There are two faults in your assumptions.

  1. The plastoquinone-cytochrome cycle actually pumps $2H^+$ per electron (terms and conditions apply)
  2. ATP-synthase requires $\approx 4$ protons per ATP produced

So, 12 protons per 2 water molecules is what is pumped, which makes 3 ATP.

Full Answer

As you might notice, the above scheme does not account for many things. For starters, since the 4$H^+$ from water splitting are produced and not pumped, only 2 of those need to be pumped back via ATP-Synthase to restore equilibrium. So even if you account for the $2H^+$ consumed by $2NADP^+$, there is still something that doesn't quite fit. Furthermore, some sources also try to account for the acidity of the inorganic $Pi$ in the ATP-synthesis which will further allow for changes in the $H^+/e^-$ ratio.

Why the confusion?

Most of what we know of the stoichiometry is based on a conglomerate of experiments, beginning with experiments on isolated chloroplasts. As a result, some experiments give us some parts of the stoichiometry (we know that the $NADPH/ATP$ ratio is around $2/3$) and others give us the reactions. Often times, many possible reactions are proposed, from which, the ones which can best be integrated with results from different experiments are thought to represent the actual truth. But this process is often mangled with complications, unexplained patches in the theory and the like. Furthermore, biological processes often are stochastic and do not have perfect stoichiometries. This is all overlooking the actual disagreements between experiments (the $H^+/ATP$ ratio for the synthase had significant variations in different experiments).

Okay, so now what?

Don't loose hope. We do know quite a bit about photosynthesis. What we currently understand about photosynthesis (light reactions) is thus:

  1. There are three distinct processes that can produce a chemiosmotic gradient of $H^+$.

    a. Non-cyclic Photophosphorylation is the main method. This constitutes the popular Z-scheme involving a linear electron transport from water to the final acceptor $NADPH$, and this process pumps about $12H^+$ per $2H_2O$

    b. Pseudo-cyclic Photophosphorylation which is basically the same as above, but the final acceptor is an $O_2$ molecule, with similar ratios.

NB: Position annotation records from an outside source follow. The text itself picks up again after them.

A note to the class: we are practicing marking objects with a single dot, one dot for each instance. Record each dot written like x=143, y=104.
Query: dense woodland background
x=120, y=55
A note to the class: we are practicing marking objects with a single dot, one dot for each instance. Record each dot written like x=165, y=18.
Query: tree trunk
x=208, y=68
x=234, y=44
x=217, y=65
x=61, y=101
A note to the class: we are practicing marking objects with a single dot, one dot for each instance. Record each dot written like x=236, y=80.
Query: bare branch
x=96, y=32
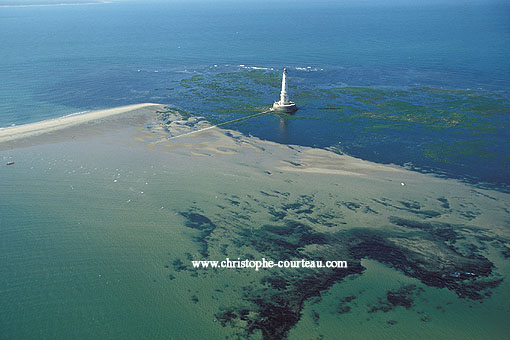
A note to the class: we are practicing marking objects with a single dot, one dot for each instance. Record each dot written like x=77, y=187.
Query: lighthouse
x=284, y=104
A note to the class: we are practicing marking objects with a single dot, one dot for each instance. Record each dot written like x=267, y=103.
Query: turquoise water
x=97, y=233
x=59, y=60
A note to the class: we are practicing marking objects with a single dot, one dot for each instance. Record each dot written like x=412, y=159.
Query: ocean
x=99, y=223
x=60, y=60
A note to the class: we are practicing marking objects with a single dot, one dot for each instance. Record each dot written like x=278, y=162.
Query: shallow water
x=99, y=233
x=65, y=59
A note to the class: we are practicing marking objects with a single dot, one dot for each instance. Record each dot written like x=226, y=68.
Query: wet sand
x=114, y=206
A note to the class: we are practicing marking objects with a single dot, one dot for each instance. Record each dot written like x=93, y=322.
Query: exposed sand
x=118, y=206
x=39, y=128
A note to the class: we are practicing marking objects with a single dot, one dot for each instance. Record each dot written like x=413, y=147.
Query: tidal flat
x=101, y=220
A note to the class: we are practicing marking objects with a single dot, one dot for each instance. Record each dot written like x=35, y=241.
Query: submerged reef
x=461, y=133
x=436, y=253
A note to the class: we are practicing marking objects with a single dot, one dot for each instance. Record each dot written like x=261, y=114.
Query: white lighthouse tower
x=284, y=105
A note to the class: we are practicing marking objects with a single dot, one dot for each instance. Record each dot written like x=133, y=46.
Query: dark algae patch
x=438, y=254
x=455, y=133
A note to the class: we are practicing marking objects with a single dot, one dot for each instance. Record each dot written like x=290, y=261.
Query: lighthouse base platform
x=288, y=108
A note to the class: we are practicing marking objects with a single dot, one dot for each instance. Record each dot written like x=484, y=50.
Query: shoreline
x=12, y=133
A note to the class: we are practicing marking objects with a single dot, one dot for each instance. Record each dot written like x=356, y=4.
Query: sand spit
x=39, y=128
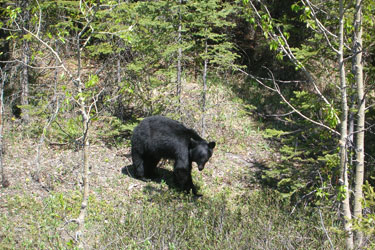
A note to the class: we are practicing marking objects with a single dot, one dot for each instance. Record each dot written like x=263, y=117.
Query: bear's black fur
x=159, y=137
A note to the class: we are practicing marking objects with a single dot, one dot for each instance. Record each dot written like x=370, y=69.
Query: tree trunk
x=179, y=58
x=358, y=73
x=204, y=91
x=24, y=77
x=344, y=136
x=85, y=144
x=4, y=181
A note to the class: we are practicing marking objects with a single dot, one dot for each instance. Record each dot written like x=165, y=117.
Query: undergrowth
x=163, y=220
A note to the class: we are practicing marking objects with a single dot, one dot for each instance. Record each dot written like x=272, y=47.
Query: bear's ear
x=193, y=143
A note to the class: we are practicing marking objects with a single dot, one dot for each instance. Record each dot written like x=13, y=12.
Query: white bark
x=344, y=136
x=360, y=129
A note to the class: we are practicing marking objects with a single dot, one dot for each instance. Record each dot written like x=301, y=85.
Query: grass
x=125, y=213
x=161, y=219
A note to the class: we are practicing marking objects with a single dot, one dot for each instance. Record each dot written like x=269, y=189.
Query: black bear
x=159, y=137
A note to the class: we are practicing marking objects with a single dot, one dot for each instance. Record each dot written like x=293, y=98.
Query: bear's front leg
x=184, y=181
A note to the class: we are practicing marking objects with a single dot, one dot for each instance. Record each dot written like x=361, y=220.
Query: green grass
x=162, y=219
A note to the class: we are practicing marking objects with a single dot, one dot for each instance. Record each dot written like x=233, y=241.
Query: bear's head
x=200, y=152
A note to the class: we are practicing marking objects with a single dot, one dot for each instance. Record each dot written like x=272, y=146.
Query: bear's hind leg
x=138, y=164
x=150, y=167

    c. Cyclic Photophosphorylation which allows for recycling an electron, that is, proton pumping without there being a final acceptor of electron solely by internal shuffling of the electron between different states (primarily involved Plastoquinone (Q) cycle. This can pump $2H^+$ extra for 1 electron.

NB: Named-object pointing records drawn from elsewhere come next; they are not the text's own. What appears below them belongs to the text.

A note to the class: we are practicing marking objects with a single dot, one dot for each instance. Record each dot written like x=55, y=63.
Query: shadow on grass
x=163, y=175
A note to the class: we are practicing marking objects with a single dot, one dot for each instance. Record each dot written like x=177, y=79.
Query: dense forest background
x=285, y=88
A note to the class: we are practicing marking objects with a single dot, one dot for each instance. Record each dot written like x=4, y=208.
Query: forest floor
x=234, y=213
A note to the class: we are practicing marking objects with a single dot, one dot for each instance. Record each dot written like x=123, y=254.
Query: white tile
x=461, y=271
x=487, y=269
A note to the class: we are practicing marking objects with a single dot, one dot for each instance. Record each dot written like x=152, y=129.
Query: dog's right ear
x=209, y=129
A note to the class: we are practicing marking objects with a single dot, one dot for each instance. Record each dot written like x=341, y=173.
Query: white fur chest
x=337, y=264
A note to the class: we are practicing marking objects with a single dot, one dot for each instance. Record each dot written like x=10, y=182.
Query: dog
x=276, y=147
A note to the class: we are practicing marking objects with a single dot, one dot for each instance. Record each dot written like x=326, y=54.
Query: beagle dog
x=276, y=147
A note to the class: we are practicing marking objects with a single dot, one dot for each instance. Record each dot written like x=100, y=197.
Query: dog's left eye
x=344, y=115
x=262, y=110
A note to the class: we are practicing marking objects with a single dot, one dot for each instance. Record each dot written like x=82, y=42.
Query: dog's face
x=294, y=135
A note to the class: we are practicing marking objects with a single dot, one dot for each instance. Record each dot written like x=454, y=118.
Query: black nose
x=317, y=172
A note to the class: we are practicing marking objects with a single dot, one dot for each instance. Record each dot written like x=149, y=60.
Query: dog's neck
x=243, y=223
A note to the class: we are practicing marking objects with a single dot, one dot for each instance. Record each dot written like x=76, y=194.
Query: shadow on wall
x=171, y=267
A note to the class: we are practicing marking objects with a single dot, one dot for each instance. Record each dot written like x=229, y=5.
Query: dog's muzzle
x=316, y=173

  2. The ATP-synthase is slightly different from that found in animal mitochondria. The number of protons per ATP depends on the rotational symmetry of the synthase. (details in the references below). Basically, initially, it was thought to have 12-fold symmetry (needing $12H^+$ per rotation, in which $3ATP$ is produced, hence $4H^+$ per $ATP$) but was later found to have 14-fold symmetry actually needing $14H^+$ for the observed $3/2$ ratio of $ATP/NADPH$.

  3. The number of Photosystem 1 units(where the cyclic version operates) is more than that of Photosystem 2 units. This means, that cyclic photophosphorylation goes on simultaneously at these centres, and will account for the extra $2H^+$ required to meet the experimentally observed ratio (1 in every 5 electron is "recycled").

References

  1. A good overall paper addressing all the main issues. Photosynthesis of ATP—Electrons, Proton Pumps, Rotors, and Poise; John F.Alle; Cell Volume 110, Issue 3, 9 August 2002, Pages 273-276

  2. General resources on these reactions. Here, here and here.

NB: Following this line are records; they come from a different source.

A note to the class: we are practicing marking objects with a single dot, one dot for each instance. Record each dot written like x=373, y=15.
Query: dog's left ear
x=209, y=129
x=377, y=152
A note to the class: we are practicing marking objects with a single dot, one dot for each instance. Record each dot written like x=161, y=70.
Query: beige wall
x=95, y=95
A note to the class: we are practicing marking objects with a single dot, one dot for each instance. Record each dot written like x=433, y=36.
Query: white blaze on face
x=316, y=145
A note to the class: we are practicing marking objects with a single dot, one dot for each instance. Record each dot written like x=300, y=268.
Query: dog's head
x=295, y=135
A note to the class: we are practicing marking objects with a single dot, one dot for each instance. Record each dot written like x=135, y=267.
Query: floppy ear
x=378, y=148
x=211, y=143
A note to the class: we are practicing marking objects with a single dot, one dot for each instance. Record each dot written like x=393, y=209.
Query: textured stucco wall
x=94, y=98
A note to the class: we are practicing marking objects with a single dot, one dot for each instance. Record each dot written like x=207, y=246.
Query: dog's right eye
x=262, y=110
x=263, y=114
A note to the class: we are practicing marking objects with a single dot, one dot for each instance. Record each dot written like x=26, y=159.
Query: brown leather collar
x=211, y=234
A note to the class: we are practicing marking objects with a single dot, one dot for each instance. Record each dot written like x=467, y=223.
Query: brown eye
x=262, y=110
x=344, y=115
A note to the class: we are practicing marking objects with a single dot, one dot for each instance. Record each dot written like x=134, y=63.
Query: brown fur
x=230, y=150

  3. Studies on the $H^+/ATP$ ratio.

    a. Petersen, Jan et al. “Comparison of the H+/ATP ratios of the H+-ATP synthases from yeast and from chloroplast” Proceedings of the National Academy of Sciences of the United States of America vol. 109,28 (2012): 11150-5.

    b. Watt IN, Montgomery MG, Runswick MJ, Leslie AG, Walker JE. Bioenergetic cost of making an adenosine triphosphate molecule in animal mitochondria. Proc Natl Acad Sci U S A. 2010;107(39):16823-7.

  4. Old studies to illustrate the difficulty of explaining the results of many studies:

    a. Function of the Two Cytochrome Components in Chloroplasts: A Working Hypothesis; R. HILL & FAY BENDALL; Nature - volume 186, pages136–137 (1960)

    b. Photosynthesis by Isolated Chloroplasts; DANIEL I. ARNON, M. B. ALLEN & F. R. WHATLEY; Nature - volume 174, pages394–396 (1954)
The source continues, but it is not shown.